Even retailers that recently have been in expansion mode are trimming their store counts. Teen retailer Aeropostale is planning to close 175 stores in coming years. The Children’s Place, while continuing to open stores, will shutter 125 of its weakest shops by 2016.
Some closings are driven by weak performance, such as Radio Shack, which has struggled to find its niche in the modern electronics world as it approaches its 100th birthday. But in other cases, closings are being announced by retailers such as Staples that have decided that in the Internet age, market dominance will not be achieved by building more brick-and-mortar stores.
“It’s partially a function of the economy that hasn’t been that great, and consumers aren’t spending the way they used to, combined with retailers really just retooling their strategy,” said Glenn Brill, managing director at FTI Real Estate Solutions, a New York-based consulting firm.
In the past, Brill said, it was common for retailers to want to saturate a market to prevent competitors from moving in. “Those days are over,” he said.
Now, with shopper visits to stores down close to 15 percent during the November and December holiday season, and with online purchases growing at nearly the same pace, retailers are trying to figure out how many stores they really need, and how big they should be.
Alison Paul, a retail and distribution expert at consulting firm Deloitte, said in January that she expects the coming shake-up will be the biggest change the retail industry has seen since the 1960s, when the era of big-box stores began.
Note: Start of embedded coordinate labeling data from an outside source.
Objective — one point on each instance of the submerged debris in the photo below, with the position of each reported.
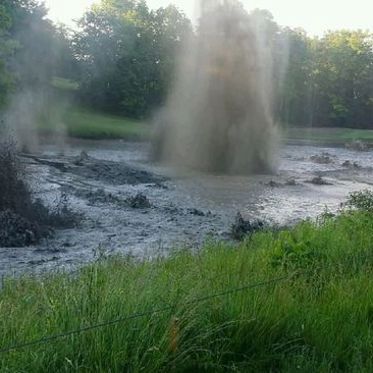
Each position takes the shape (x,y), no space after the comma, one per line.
(242,228)
(357,145)
(323,158)
(196,212)
(98,196)
(140,201)
(318,180)
(350,164)
(83,156)
(16,231)
(291,182)
(274,184)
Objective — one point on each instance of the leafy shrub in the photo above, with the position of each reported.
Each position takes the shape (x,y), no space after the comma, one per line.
(24,220)
(362,200)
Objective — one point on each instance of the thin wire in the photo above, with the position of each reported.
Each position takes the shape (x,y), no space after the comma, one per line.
(139,315)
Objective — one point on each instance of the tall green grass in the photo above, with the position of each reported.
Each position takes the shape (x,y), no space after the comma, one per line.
(318,320)
(328,136)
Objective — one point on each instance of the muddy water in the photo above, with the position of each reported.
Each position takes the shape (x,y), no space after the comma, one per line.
(186,209)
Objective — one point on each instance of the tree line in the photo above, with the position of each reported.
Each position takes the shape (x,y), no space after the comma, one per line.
(123,57)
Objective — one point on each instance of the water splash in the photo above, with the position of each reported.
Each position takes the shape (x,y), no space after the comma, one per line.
(218,116)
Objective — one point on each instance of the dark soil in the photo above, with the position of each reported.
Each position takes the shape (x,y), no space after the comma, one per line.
(243,228)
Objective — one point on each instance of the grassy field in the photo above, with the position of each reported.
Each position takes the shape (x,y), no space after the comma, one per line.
(316,316)
(87,124)
(333,136)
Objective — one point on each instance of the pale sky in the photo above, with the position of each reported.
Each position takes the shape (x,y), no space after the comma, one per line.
(315,16)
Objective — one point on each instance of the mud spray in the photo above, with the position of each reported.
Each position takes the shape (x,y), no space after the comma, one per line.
(218,116)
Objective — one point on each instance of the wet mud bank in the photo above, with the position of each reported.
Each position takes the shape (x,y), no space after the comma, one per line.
(128,205)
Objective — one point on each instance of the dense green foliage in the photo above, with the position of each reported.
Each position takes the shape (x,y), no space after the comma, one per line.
(329,80)
(127,54)
(32,51)
(318,319)
(123,59)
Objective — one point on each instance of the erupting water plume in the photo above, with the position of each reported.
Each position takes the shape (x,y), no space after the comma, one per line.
(218,116)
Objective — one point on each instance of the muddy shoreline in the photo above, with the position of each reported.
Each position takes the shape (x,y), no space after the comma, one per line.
(133,207)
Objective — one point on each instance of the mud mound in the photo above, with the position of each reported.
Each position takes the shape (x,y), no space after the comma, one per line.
(318,180)
(323,158)
(114,173)
(242,228)
(140,201)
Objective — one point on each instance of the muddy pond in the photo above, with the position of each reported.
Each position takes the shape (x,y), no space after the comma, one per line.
(129,205)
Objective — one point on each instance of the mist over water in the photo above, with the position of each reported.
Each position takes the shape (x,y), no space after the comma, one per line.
(218,116)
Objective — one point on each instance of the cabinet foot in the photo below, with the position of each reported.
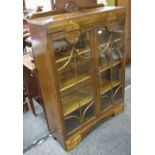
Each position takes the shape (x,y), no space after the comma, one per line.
(118,110)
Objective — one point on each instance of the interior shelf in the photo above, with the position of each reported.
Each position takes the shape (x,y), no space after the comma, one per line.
(108,66)
(108,85)
(104,44)
(73,103)
(64,58)
(74,81)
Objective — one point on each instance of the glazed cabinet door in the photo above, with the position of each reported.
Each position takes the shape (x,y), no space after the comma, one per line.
(73,56)
(110,64)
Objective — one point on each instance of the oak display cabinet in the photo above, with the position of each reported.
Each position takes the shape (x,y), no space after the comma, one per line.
(80,59)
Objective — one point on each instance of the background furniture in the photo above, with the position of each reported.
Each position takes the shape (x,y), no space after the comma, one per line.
(81,64)
(31,83)
(127,5)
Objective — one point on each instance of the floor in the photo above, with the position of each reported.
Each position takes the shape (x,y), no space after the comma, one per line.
(112,137)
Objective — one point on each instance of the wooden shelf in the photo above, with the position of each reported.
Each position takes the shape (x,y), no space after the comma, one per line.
(74,81)
(82,51)
(106,67)
(77,99)
(104,44)
(107,86)
(73,105)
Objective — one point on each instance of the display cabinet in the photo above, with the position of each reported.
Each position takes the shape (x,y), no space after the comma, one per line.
(80,60)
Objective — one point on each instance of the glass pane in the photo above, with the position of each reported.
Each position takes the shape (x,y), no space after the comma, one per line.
(110,64)
(74,68)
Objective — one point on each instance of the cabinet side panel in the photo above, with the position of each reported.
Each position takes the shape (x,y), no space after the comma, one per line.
(44,68)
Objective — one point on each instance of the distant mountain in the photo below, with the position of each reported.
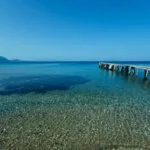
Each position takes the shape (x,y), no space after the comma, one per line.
(3,59)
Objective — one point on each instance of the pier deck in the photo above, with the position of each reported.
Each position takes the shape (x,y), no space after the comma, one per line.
(126,68)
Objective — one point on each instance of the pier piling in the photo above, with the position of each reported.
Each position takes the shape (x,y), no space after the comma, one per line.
(128,69)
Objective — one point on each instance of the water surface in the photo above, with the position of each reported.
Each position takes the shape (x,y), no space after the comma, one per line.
(72,106)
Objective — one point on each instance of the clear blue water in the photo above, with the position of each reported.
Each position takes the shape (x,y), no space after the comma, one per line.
(82,103)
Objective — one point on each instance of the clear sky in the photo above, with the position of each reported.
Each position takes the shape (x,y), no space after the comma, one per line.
(75,29)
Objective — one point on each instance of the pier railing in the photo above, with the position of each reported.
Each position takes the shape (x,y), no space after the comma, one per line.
(128,69)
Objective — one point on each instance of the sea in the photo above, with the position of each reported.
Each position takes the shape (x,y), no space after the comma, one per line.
(72,106)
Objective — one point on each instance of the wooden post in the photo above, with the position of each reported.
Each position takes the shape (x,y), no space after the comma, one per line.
(127,70)
(122,69)
(132,71)
(146,74)
(137,71)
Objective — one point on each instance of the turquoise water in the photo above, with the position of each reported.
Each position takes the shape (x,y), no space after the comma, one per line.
(72,106)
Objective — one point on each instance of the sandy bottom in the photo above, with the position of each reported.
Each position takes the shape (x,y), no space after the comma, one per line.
(71,120)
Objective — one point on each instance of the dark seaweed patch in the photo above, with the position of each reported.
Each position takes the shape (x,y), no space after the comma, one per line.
(40,84)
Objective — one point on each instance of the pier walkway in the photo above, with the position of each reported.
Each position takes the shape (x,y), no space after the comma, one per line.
(128,69)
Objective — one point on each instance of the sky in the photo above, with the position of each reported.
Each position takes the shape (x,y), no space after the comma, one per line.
(75,29)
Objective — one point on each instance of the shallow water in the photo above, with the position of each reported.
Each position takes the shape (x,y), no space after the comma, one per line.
(72,106)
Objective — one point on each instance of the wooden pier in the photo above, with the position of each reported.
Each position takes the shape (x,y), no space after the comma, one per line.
(128,69)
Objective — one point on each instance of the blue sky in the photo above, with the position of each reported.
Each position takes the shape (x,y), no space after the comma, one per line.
(75,29)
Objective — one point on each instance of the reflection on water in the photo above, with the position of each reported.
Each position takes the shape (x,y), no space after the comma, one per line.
(42,83)
(80,107)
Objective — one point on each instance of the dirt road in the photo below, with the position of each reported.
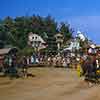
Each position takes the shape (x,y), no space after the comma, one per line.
(48,84)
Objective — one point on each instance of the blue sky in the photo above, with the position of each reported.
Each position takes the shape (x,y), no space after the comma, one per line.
(83,15)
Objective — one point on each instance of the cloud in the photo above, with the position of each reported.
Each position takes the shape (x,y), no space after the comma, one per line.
(90,25)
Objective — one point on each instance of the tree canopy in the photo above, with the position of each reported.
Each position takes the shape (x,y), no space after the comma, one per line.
(14,31)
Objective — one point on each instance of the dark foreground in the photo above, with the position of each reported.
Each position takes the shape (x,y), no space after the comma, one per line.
(48,84)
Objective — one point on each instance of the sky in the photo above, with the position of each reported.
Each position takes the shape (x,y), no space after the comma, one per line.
(83,15)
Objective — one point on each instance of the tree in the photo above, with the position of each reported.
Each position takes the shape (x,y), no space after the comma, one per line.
(66,31)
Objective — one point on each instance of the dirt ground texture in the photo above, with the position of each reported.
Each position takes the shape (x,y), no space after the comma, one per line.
(48,84)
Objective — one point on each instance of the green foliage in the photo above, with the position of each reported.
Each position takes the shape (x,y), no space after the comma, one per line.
(14,31)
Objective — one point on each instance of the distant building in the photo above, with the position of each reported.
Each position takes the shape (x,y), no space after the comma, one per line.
(36,41)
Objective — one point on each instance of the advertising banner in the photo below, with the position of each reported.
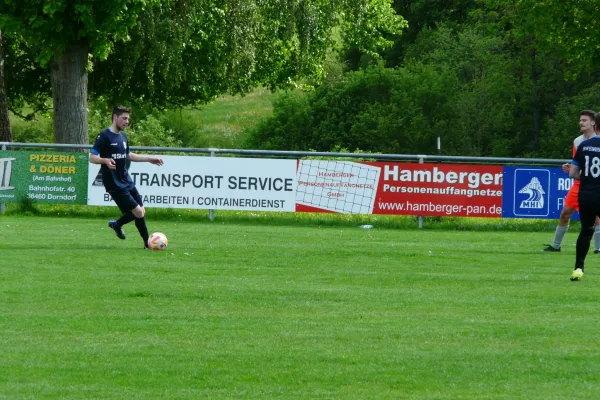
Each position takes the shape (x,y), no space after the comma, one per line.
(534,192)
(400,188)
(218,183)
(43,177)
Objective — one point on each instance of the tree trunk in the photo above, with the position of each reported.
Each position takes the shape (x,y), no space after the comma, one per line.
(5,133)
(69,94)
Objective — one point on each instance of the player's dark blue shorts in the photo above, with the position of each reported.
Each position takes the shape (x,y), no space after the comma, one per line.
(126,199)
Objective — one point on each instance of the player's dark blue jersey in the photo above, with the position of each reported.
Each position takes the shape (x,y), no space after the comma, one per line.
(113,145)
(587,158)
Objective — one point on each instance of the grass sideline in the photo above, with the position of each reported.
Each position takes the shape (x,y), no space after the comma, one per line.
(234,311)
(294,219)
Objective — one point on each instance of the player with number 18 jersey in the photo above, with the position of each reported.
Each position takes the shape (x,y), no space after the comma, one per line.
(586,168)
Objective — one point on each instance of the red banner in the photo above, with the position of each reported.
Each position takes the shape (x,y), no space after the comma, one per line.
(439,190)
(399,188)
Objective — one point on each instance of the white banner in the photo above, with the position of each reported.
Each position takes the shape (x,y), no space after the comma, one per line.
(217,183)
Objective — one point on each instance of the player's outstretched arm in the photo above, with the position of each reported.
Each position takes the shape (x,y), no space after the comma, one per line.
(109,162)
(151,159)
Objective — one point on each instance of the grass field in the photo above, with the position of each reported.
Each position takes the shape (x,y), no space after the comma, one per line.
(260,311)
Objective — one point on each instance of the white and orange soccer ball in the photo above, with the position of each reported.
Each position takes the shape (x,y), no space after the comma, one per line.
(158,241)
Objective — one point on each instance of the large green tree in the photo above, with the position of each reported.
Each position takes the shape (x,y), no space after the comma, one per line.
(66,33)
(189,52)
(184,51)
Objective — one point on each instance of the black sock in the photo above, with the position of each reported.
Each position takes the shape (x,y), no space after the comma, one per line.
(140,223)
(583,246)
(125,218)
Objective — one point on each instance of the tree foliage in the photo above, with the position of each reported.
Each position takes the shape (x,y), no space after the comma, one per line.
(189,52)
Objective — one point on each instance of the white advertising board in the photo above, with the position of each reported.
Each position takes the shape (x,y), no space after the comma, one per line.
(217,183)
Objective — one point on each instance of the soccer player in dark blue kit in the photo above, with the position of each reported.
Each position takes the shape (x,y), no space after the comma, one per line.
(586,168)
(111,151)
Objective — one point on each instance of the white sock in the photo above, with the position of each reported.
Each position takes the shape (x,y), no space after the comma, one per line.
(597,238)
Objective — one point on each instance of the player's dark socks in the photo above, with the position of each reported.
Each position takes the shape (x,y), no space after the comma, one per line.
(140,223)
(126,218)
(583,246)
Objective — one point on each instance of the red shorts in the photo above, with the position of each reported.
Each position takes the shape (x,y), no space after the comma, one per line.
(572,198)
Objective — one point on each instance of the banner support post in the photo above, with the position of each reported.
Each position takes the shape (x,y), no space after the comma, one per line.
(211,212)
(2,204)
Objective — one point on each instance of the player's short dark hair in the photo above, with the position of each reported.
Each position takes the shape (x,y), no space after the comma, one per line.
(118,110)
(590,113)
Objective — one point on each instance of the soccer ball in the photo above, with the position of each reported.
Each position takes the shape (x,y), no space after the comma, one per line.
(158,241)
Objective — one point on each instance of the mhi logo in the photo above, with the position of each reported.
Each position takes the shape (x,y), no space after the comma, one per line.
(536,195)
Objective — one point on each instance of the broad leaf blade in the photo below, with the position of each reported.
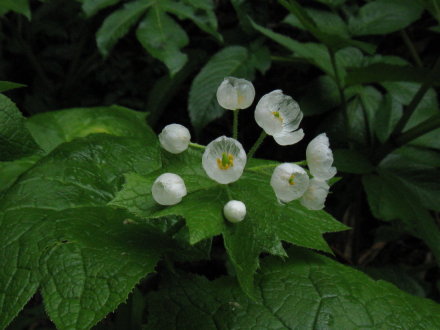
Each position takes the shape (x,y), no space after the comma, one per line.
(306,291)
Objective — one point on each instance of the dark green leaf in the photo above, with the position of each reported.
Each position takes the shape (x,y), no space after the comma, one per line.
(384,16)
(15,140)
(202,104)
(163,38)
(351,161)
(119,23)
(91,7)
(308,291)
(18,6)
(50,129)
(267,222)
(7,85)
(58,234)
(381,72)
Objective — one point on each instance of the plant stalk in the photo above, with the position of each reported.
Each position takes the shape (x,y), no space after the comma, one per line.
(256,145)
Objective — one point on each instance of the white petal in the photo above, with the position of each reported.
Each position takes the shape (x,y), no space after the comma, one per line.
(320,158)
(289,181)
(168,189)
(234,93)
(234,211)
(315,195)
(213,154)
(276,112)
(175,138)
(289,138)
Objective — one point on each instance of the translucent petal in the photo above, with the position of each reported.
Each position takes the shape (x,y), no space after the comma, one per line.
(315,195)
(234,93)
(234,211)
(168,189)
(175,138)
(289,181)
(289,138)
(214,153)
(320,158)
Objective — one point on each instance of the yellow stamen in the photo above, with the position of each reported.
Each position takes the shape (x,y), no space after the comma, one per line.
(226,161)
(291,180)
(277,115)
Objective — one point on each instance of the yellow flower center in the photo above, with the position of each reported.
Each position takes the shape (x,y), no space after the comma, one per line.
(277,115)
(291,180)
(226,161)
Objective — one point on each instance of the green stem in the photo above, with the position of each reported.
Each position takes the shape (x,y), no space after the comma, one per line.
(341,91)
(411,48)
(197,146)
(235,125)
(256,145)
(423,128)
(416,99)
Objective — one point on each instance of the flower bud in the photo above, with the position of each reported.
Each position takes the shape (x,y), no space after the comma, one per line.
(289,181)
(315,195)
(320,158)
(168,189)
(234,93)
(175,138)
(234,211)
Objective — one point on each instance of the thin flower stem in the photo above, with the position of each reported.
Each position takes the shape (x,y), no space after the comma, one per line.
(235,125)
(197,146)
(256,145)
(341,91)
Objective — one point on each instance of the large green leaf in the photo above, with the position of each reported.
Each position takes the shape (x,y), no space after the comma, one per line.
(384,16)
(50,129)
(267,222)
(308,291)
(163,38)
(58,234)
(119,23)
(202,104)
(15,139)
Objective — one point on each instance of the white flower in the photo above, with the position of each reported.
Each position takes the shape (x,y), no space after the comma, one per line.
(168,189)
(315,195)
(289,181)
(234,93)
(224,160)
(279,115)
(175,138)
(234,211)
(320,158)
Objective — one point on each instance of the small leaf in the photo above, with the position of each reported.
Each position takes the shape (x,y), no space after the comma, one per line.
(163,38)
(202,104)
(351,161)
(18,6)
(384,16)
(119,23)
(387,117)
(306,291)
(7,85)
(91,7)
(15,140)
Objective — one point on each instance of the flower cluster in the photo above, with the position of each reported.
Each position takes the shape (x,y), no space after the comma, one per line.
(224,159)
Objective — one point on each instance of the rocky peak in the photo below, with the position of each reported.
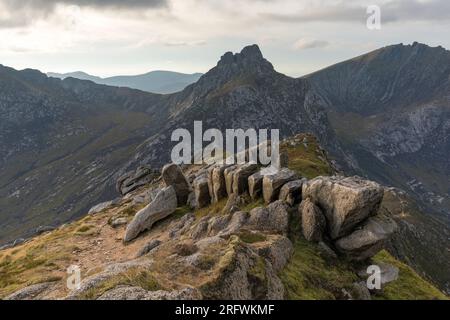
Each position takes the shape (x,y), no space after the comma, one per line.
(248,64)
(250,58)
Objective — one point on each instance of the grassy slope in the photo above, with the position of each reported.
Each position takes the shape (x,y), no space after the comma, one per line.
(309,274)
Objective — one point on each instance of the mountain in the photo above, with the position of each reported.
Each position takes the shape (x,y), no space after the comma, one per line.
(59,141)
(235,247)
(383,116)
(154,81)
(390,111)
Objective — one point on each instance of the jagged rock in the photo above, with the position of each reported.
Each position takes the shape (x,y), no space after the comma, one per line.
(200,229)
(274,217)
(284,159)
(246,276)
(255,185)
(110,271)
(240,177)
(273,183)
(235,222)
(358,291)
(291,192)
(368,240)
(43,229)
(134,179)
(162,206)
(345,202)
(326,251)
(313,221)
(182,224)
(218,186)
(173,176)
(138,293)
(31,292)
(201,192)
(148,247)
(102,206)
(119,222)
(278,252)
(233,204)
(146,196)
(228,174)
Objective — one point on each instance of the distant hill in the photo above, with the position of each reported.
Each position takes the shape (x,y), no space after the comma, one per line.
(154,81)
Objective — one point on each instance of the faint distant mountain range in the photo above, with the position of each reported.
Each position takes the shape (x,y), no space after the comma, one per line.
(154,81)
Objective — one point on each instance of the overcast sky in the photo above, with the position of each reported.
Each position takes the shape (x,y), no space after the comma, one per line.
(116,37)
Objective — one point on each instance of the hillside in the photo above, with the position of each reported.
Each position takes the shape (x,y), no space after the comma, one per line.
(162,82)
(176,259)
(77,137)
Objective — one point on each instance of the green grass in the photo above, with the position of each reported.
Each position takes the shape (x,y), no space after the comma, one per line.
(133,277)
(308,276)
(251,237)
(409,285)
(308,161)
(212,209)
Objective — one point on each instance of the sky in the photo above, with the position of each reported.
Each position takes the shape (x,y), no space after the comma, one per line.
(115,37)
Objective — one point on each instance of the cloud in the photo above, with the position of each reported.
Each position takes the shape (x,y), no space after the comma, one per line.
(303,44)
(355,11)
(15,13)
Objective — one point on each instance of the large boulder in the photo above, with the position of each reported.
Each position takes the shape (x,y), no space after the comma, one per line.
(367,241)
(240,177)
(173,176)
(201,192)
(255,185)
(162,206)
(291,192)
(272,183)
(313,221)
(345,201)
(135,179)
(274,218)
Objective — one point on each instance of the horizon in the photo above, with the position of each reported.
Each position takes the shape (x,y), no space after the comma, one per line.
(212,66)
(188,36)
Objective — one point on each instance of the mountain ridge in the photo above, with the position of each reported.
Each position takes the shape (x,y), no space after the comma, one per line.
(157,81)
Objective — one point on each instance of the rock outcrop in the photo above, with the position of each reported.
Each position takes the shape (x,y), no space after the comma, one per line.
(345,201)
(313,221)
(135,179)
(162,206)
(173,176)
(368,240)
(350,206)
(273,183)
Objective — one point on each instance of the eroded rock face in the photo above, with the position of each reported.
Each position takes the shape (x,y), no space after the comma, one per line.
(240,177)
(201,192)
(345,201)
(273,183)
(291,192)
(162,206)
(367,241)
(228,174)
(274,217)
(173,176)
(135,179)
(255,185)
(313,221)
(246,277)
(218,186)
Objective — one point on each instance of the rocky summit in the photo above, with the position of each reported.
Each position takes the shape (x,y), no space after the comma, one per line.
(306,240)
(364,180)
“If brick-and-mortar retailers don’t really address how to make their stores an experience — like Apple, like H&M — then they run the risk of becoming outmoded,” said Jeff Green, president of Arizona-based retail real estate consulting firm Jeff Green Partners.
Talk of America being overstored is not new, Green said, but the huge growth of online shopping is forcing retailers to address the problem.
“As so many office products and consumer electronics are bought over the Web, the office supply superstore doesn’t need to be as large as it was, and there don’t need to be as many stores,” he said.
“The closing of Staples is symptomatic of trouble in big-box retail in general,” FTI’s Brill said, as the items that filled the superstores can now be found by surfing the Web rather than browsing the aisles of giant stores. “Look at an older Best Buy store,” he said. “They had a racetrack in the middle, like an oval, and everything that was in that oval — CDs, software, video games — all of that is Amazon material. People don’t care where they buy it, as long as they can get it for the lowest price,” he said.
The Internet, Brill said, allows consumers to window-shop dozens and dozens of stores, and use shopping sites that compare prices and products. “It’s tough to compete with that,” he said.
The recent closings join a long list of retailers that have gone out of business, such as Circuit City, Linens ‘N Things and Borders; or have closed stores, including Office Depot and A&P, said Ray Cirz, chairman of Integra, the country’s largest commercial real estate appraisal firm.
The shopping centers most at risk from a flood of store closings, Cirz said, are power centers — the name for shopping centers that are a collection of standalone big-box stores. Supermarket-anchored neighborhood centers are less threatened, he said, because they tend to have tenants like hair salons and dry cleaners, where there are no Internet substitutes.